"The object of teaching a child is to enable him to get along without his teacher"
About this Quote
A lot of education is a quiet power grab; Hubbard flips the script and calls it out. "The object of teaching a child is to enable him to get along without his teacher" is less a warm aphorism than a stiff ethical standard: if the student still needs you, you failed. The line works because it treats dependence not as a sign of care, but as a symptom of an institution protecting its own relevance.

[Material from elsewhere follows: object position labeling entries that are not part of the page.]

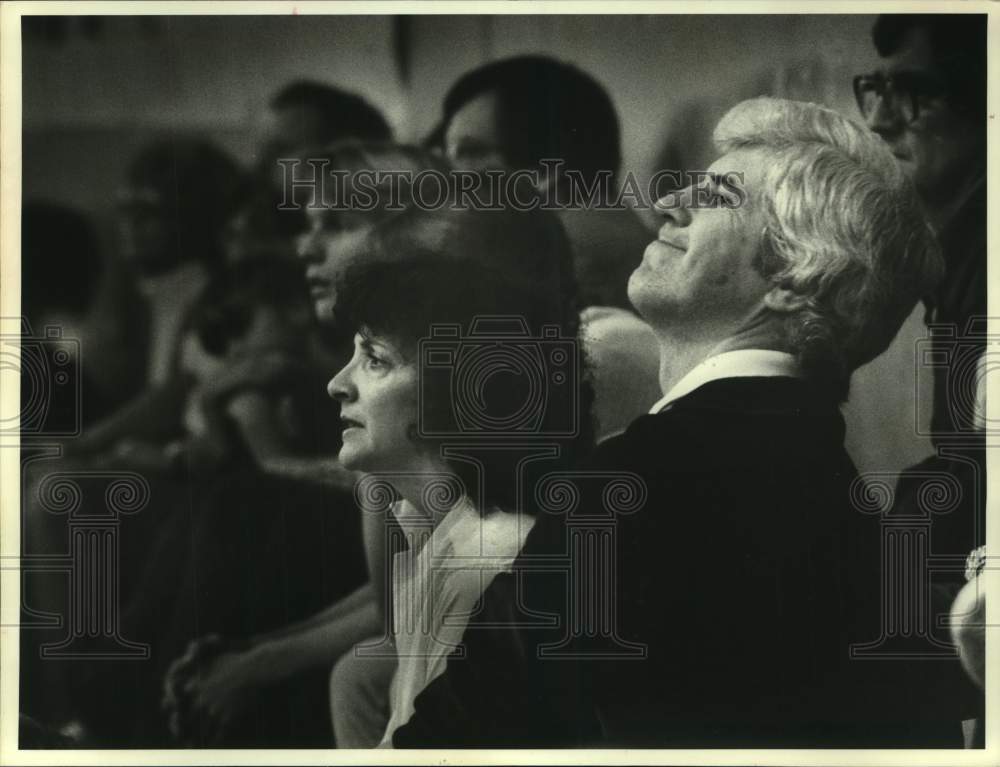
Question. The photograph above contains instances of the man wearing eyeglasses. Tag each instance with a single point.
(928, 102)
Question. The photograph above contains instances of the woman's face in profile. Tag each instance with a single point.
(377, 391)
(331, 240)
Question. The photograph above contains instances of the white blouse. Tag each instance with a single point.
(435, 586)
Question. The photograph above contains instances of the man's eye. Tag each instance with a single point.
(372, 362)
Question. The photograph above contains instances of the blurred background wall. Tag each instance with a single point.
(95, 89)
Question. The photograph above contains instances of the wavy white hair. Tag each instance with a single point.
(844, 231)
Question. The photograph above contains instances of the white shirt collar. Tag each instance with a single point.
(742, 363)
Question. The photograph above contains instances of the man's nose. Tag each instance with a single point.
(675, 206)
(307, 246)
(884, 120)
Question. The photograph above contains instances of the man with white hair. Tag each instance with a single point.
(741, 584)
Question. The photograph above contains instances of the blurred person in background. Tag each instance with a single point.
(927, 101)
(306, 114)
(513, 114)
(62, 273)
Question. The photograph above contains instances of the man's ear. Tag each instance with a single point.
(784, 300)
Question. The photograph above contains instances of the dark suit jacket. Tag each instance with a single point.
(746, 576)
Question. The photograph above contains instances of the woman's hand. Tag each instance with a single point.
(221, 691)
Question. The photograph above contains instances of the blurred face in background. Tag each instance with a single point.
(936, 146)
(145, 234)
(332, 239)
(472, 139)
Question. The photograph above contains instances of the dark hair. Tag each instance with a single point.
(453, 267)
(199, 186)
(226, 307)
(61, 264)
(547, 110)
(958, 46)
(379, 196)
(341, 114)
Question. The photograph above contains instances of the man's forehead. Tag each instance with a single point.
(914, 54)
(749, 161)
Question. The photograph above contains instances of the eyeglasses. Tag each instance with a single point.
(906, 93)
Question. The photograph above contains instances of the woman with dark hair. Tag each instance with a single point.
(212, 690)
(466, 369)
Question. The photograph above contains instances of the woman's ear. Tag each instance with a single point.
(784, 300)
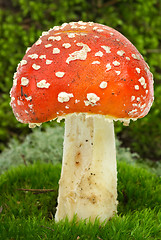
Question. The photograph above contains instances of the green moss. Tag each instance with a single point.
(25, 215)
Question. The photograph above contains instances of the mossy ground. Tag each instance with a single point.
(25, 215)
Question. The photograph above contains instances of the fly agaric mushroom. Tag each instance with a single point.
(91, 75)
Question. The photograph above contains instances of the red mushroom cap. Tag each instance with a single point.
(81, 67)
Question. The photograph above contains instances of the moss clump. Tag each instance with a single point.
(24, 215)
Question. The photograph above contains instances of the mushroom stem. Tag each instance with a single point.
(88, 183)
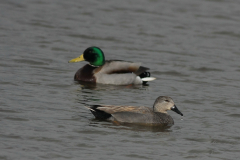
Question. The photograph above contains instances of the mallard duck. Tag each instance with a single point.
(116, 72)
(138, 115)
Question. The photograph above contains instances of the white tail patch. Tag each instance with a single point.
(148, 79)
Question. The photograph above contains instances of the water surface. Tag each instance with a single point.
(192, 48)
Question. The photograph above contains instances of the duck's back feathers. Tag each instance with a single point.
(112, 72)
(118, 67)
(131, 114)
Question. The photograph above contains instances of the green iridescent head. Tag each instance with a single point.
(93, 55)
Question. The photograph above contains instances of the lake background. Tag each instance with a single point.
(192, 48)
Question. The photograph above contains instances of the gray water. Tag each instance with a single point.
(192, 48)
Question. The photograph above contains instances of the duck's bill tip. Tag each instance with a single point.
(78, 59)
(175, 109)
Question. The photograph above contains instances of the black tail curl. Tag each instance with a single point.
(145, 74)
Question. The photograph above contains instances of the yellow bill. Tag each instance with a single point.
(78, 59)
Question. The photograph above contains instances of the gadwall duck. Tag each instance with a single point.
(138, 115)
(116, 72)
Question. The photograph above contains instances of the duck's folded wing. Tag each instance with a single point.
(113, 67)
(117, 109)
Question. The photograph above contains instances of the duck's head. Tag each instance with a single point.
(93, 55)
(163, 104)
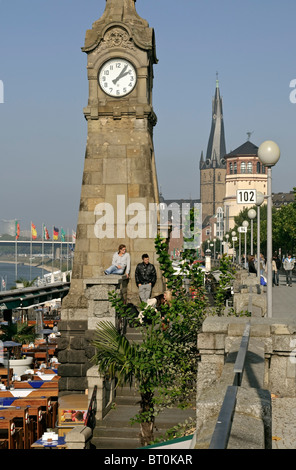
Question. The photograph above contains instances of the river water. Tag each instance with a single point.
(7, 274)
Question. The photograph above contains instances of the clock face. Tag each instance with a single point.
(117, 77)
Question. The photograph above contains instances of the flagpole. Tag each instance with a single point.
(52, 250)
(42, 257)
(16, 250)
(31, 253)
(67, 250)
(61, 253)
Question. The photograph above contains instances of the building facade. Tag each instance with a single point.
(244, 171)
(213, 166)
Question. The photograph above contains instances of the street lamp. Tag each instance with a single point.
(246, 225)
(46, 332)
(259, 201)
(233, 240)
(227, 236)
(269, 154)
(251, 215)
(9, 345)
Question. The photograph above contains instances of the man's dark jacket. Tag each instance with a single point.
(145, 273)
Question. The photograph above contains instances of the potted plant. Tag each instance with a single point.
(19, 333)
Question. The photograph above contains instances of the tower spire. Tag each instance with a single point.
(216, 145)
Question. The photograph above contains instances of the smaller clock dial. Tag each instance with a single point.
(117, 77)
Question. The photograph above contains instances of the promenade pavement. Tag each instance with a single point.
(284, 409)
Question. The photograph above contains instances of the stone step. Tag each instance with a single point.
(115, 443)
(116, 431)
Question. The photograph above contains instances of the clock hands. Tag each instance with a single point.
(122, 74)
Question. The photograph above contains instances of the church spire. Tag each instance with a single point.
(216, 146)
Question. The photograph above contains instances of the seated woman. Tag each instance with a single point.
(121, 262)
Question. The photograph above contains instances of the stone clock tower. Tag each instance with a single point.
(119, 183)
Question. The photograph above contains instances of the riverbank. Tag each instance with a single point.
(33, 265)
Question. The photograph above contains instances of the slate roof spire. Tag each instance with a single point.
(216, 146)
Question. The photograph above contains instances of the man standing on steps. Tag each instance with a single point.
(288, 267)
(145, 276)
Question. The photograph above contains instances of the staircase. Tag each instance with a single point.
(115, 430)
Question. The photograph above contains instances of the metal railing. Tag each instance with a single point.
(90, 420)
(223, 426)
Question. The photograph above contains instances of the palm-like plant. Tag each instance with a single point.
(118, 358)
(18, 332)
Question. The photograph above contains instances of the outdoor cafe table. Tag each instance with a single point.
(41, 444)
(35, 384)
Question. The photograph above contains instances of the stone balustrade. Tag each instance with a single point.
(270, 368)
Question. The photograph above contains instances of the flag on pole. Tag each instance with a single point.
(45, 233)
(17, 230)
(55, 233)
(33, 231)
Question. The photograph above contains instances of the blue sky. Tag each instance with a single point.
(250, 43)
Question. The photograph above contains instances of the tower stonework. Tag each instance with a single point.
(119, 184)
(213, 167)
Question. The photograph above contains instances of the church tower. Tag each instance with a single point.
(213, 167)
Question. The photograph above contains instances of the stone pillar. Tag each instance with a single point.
(119, 184)
(75, 348)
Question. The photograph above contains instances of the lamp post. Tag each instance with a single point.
(46, 332)
(239, 246)
(233, 240)
(259, 201)
(9, 345)
(252, 215)
(227, 236)
(246, 225)
(269, 154)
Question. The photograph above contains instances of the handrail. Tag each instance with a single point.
(241, 356)
(223, 426)
(90, 420)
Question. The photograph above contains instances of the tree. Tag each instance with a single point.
(166, 359)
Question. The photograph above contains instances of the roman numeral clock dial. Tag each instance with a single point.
(117, 77)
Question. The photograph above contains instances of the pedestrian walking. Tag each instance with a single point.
(145, 276)
(288, 267)
(274, 272)
(121, 262)
(251, 264)
(278, 267)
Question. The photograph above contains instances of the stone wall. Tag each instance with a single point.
(270, 368)
(74, 345)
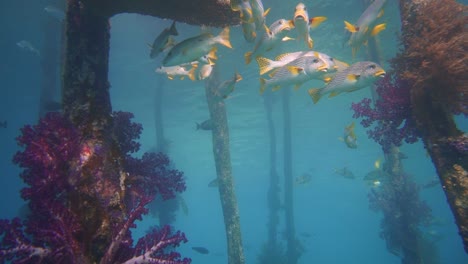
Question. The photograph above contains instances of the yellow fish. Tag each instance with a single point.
(366, 26)
(303, 24)
(357, 76)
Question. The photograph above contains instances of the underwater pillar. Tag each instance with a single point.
(222, 158)
(436, 123)
(161, 143)
(85, 94)
(50, 62)
(273, 196)
(292, 254)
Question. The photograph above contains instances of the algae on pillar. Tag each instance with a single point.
(433, 61)
(221, 151)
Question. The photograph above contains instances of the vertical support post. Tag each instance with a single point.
(222, 158)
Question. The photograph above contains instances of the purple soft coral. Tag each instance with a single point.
(392, 112)
(71, 222)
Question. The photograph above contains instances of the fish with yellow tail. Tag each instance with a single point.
(258, 13)
(349, 137)
(266, 65)
(272, 36)
(303, 24)
(227, 87)
(357, 76)
(193, 48)
(177, 71)
(295, 73)
(163, 41)
(366, 26)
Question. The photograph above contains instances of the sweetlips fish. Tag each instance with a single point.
(258, 13)
(193, 48)
(272, 36)
(357, 76)
(265, 65)
(163, 41)
(303, 24)
(349, 137)
(366, 26)
(295, 73)
(227, 87)
(246, 17)
(177, 71)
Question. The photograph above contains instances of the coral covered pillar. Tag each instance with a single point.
(434, 63)
(222, 157)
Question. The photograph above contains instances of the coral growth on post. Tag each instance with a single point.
(391, 113)
(404, 214)
(82, 208)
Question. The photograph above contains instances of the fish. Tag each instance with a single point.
(227, 87)
(193, 48)
(272, 36)
(366, 26)
(349, 136)
(205, 125)
(201, 250)
(295, 73)
(163, 41)
(266, 65)
(247, 19)
(357, 76)
(26, 45)
(376, 177)
(303, 179)
(177, 71)
(213, 183)
(55, 12)
(345, 172)
(303, 24)
(258, 13)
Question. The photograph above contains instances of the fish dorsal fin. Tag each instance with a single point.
(380, 14)
(286, 38)
(237, 77)
(281, 56)
(295, 69)
(353, 77)
(315, 21)
(376, 30)
(267, 30)
(351, 28)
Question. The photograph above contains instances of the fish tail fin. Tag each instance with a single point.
(191, 74)
(262, 85)
(248, 57)
(315, 21)
(314, 94)
(350, 27)
(264, 65)
(173, 29)
(378, 28)
(223, 38)
(310, 42)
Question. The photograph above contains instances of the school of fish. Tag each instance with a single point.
(195, 57)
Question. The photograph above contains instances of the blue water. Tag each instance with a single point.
(332, 210)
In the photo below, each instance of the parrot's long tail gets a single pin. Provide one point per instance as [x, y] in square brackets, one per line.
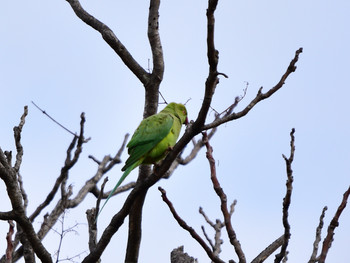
[125, 174]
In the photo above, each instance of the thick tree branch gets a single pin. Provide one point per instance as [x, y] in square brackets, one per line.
[111, 39]
[10, 176]
[68, 164]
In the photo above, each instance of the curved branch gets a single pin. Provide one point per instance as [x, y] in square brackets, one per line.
[287, 199]
[111, 39]
[259, 97]
[189, 229]
[154, 40]
[327, 242]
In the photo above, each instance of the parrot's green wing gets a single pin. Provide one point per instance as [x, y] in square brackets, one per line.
[150, 132]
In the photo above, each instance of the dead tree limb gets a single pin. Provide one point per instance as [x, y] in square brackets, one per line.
[287, 199]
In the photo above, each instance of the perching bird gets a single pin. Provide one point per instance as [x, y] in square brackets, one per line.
[153, 139]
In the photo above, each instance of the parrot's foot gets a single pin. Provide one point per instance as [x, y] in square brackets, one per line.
[155, 166]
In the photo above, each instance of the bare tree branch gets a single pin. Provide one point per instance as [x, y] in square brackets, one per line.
[330, 231]
[10, 176]
[287, 199]
[9, 249]
[189, 229]
[216, 247]
[68, 164]
[111, 39]
[313, 258]
[179, 256]
[223, 198]
[269, 250]
[259, 97]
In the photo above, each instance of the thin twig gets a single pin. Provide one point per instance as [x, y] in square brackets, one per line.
[259, 97]
[287, 199]
[223, 198]
[189, 229]
[51, 118]
[317, 241]
[269, 250]
[330, 231]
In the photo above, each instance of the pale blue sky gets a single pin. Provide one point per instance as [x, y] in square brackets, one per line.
[51, 57]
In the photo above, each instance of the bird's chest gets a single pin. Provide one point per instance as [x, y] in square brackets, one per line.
[162, 148]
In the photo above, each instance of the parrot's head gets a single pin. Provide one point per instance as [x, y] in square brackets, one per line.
[179, 110]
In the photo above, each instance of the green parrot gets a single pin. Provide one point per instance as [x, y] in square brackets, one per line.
[153, 139]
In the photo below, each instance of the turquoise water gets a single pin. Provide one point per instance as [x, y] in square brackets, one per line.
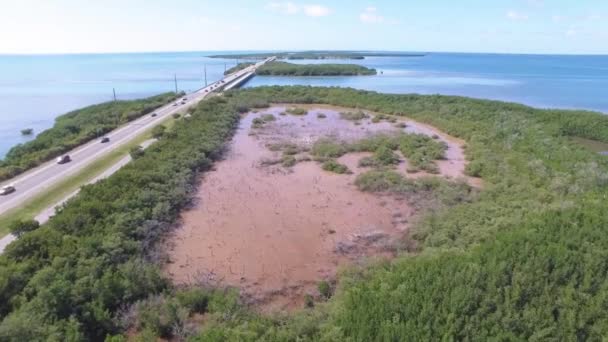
[35, 89]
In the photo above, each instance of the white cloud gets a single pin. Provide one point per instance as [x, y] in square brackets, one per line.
[571, 32]
[293, 8]
[536, 3]
[316, 10]
[284, 7]
[370, 16]
[516, 16]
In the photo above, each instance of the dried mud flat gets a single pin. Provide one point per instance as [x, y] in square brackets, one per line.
[275, 232]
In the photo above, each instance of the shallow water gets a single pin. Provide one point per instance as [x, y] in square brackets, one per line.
[275, 232]
[36, 89]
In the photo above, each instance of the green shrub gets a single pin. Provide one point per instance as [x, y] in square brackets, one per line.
[324, 289]
[19, 228]
[268, 117]
[136, 152]
[384, 156]
[297, 111]
[158, 131]
[328, 148]
[335, 167]
[326, 69]
[354, 116]
[383, 181]
[288, 160]
[76, 128]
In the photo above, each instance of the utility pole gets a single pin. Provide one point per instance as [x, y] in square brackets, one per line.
[205, 74]
[117, 113]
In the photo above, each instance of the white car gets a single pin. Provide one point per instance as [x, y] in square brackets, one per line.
[64, 159]
[7, 189]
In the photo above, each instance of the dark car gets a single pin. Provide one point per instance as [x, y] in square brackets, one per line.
[64, 159]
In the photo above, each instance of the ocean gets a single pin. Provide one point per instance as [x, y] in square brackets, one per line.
[36, 89]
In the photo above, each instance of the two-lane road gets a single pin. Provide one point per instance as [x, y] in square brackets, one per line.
[37, 180]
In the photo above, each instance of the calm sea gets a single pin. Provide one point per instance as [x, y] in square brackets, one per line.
[36, 89]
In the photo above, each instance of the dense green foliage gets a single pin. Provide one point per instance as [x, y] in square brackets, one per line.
[526, 259]
[238, 67]
[66, 279]
[74, 129]
[290, 69]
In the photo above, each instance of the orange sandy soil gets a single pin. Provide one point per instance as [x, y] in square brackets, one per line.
[275, 232]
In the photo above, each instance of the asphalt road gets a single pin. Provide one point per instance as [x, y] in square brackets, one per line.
[37, 180]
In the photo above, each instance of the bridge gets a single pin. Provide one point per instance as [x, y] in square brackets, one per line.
[38, 180]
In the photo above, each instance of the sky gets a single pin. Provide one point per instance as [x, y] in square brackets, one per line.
[499, 26]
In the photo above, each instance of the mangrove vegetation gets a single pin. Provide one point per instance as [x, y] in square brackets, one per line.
[291, 69]
[525, 259]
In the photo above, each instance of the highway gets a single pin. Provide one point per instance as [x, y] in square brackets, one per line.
[37, 180]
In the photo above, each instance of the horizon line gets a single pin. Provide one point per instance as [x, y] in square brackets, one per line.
[301, 50]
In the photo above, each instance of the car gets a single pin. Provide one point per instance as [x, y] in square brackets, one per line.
[7, 189]
[64, 159]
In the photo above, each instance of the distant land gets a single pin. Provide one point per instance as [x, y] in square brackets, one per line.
[319, 55]
[290, 69]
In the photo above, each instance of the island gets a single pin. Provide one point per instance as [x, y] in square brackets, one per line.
[238, 67]
[293, 55]
[291, 69]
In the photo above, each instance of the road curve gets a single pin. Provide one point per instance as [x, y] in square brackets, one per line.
[37, 180]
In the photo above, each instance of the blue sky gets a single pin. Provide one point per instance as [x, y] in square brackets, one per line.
[510, 26]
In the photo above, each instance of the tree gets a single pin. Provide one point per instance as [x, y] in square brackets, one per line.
[21, 227]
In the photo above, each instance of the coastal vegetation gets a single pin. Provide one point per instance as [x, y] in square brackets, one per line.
[319, 55]
[290, 69]
[27, 131]
[76, 128]
[238, 67]
[525, 259]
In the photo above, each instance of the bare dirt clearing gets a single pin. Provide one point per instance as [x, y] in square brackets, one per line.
[275, 231]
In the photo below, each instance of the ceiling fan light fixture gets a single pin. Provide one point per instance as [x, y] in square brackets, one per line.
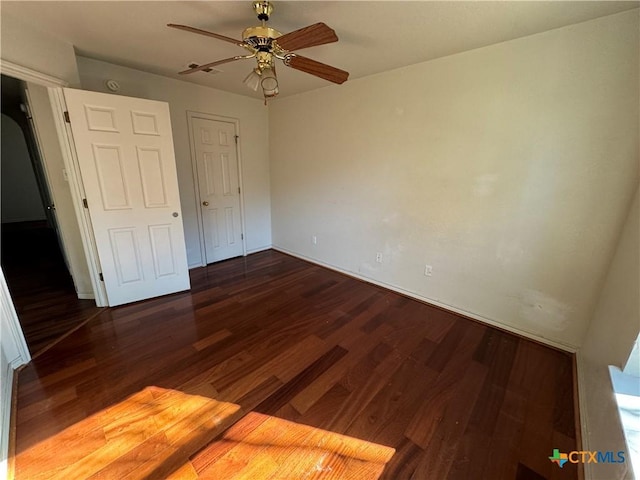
[252, 80]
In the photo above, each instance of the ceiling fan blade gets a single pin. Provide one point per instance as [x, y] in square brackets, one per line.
[316, 34]
[204, 32]
[318, 69]
[209, 65]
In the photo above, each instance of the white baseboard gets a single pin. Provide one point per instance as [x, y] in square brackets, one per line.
[494, 323]
[5, 409]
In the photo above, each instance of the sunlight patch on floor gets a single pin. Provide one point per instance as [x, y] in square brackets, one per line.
[148, 435]
[262, 446]
[169, 434]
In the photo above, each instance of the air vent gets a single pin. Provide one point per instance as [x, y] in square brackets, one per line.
[210, 70]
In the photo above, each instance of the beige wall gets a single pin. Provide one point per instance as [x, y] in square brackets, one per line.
[508, 168]
[616, 322]
[609, 340]
[24, 46]
[183, 97]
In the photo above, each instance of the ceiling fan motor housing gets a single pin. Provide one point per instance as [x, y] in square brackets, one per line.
[260, 38]
[263, 9]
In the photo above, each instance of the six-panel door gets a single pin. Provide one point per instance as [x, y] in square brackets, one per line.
[125, 152]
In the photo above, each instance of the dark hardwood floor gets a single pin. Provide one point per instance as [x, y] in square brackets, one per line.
[274, 368]
[40, 285]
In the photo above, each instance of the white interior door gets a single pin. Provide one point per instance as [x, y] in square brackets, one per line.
[127, 164]
[218, 181]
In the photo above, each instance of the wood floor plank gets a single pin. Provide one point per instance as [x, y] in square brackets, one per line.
[273, 368]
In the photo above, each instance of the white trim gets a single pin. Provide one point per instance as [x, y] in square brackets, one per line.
[65, 137]
[14, 334]
[196, 184]
[29, 75]
[552, 343]
[15, 353]
[583, 414]
[7, 396]
[259, 249]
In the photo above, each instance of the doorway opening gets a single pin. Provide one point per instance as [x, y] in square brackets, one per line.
[32, 258]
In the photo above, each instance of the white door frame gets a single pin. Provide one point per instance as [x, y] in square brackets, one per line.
[194, 166]
[65, 138]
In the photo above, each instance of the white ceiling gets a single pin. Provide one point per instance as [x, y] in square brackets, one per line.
[375, 36]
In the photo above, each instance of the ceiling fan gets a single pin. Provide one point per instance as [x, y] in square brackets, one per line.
[266, 44]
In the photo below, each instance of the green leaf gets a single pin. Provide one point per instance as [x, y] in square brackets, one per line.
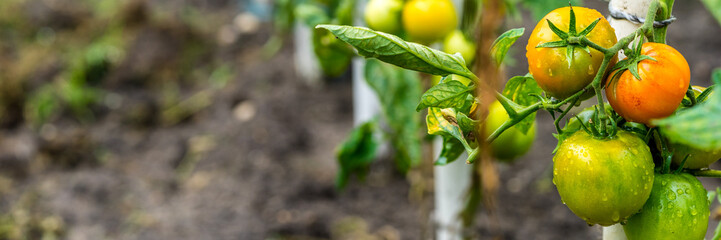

Hubbard wrote as a turn-of-the-century essayist steeped in self-reliance and the artisan ethos of the Roycroft movement. In that context, the quote reads like a small manifesto against industrial-era schooling that trained compliance for factories and offices. The teacher isn't a foreman shaping workers; the teacher is a temporary scaffold. Once the structure stands, the scaffold should come down.
The subtext is sharper than it looks. Hubbard isn't just praising independence; he's redefining authority as something that should make itself obsolete. That carries an implied critique of adult vanity: the teacher who needs to be needed, the classroom run on charisma and control, the pedagogy that confuses performance with progress. It also anticipates a modern argument about "learning how to learn" - not stockpiling facts, but acquiring the habits and confidence to navigate what you don't know.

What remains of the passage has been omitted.